Subscribe free to our newsletters via your
. 24/7 Space News .




ROBO SPACE
Better robot vision
by Larry Hardesty for MIT News
Boston MA (SPX) Oct 08, 2013


A statistical construct called the Bingham distribution enables a new algorithm to identify an object's orientation using far fewer data points (red and purple circles) than previous algorithms required. Images courtesy of the researchers.

Object recognition is one of the most widely studied problems in computer vision. But a robot that manipulates objects in the world needs to do more than just recognize them; it also needs to understand their orientation. Is that mug right-side up or upside-down? And which direction is its handle facing?

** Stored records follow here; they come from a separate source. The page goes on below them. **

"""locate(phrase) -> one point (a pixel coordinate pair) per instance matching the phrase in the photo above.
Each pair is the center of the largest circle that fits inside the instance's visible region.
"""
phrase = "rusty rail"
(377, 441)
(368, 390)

To improve robots' ability to gauge object orientation, Jared Glover, a graduate student in MIT's Department of Electrical Engineering and Computer Science, is exploiting a statistical construct called the Bingham distribution.

In a paper they're presenting in November at the International Conference on Intelligent Robots and Systems, Glover and MIT alumna Sanja Popovic '12, MEng '13, who is now at Google, describes a new robot-vision algorithm, based on the Bingham distribution, that is 15 percent better than its best competitor at identifying familiar objects in cluttered scenes.

That algorithm, however, is for analyzing high-quality visual data in familiar settings. Because the Bingham distribution is a tool for reasoning probabilistically, it promises even greater advantages in contexts where information is patchy or unreliable.

In ongoing work, Glover is using Bingham distributions to analyze the orientation of pingpong balls in flight, as part of a broader project to teach robots to play pingpong. In cases where visual information is particularly poor, his algorithm offers an improvement of more than 50 percent over the best alternatives.

"Alignment is key to many problems in robotics, from object-detection and tracking to mapping," Glover says.

"And ambiguity is really the central challenge to getting good alignments in highly cluttered scenes, like inside a refrigerator or in a drawer. That's why the Bingham distribution seems to be a useful tool, because it allows the algorithm to get more information out of each ambiguous, local feature."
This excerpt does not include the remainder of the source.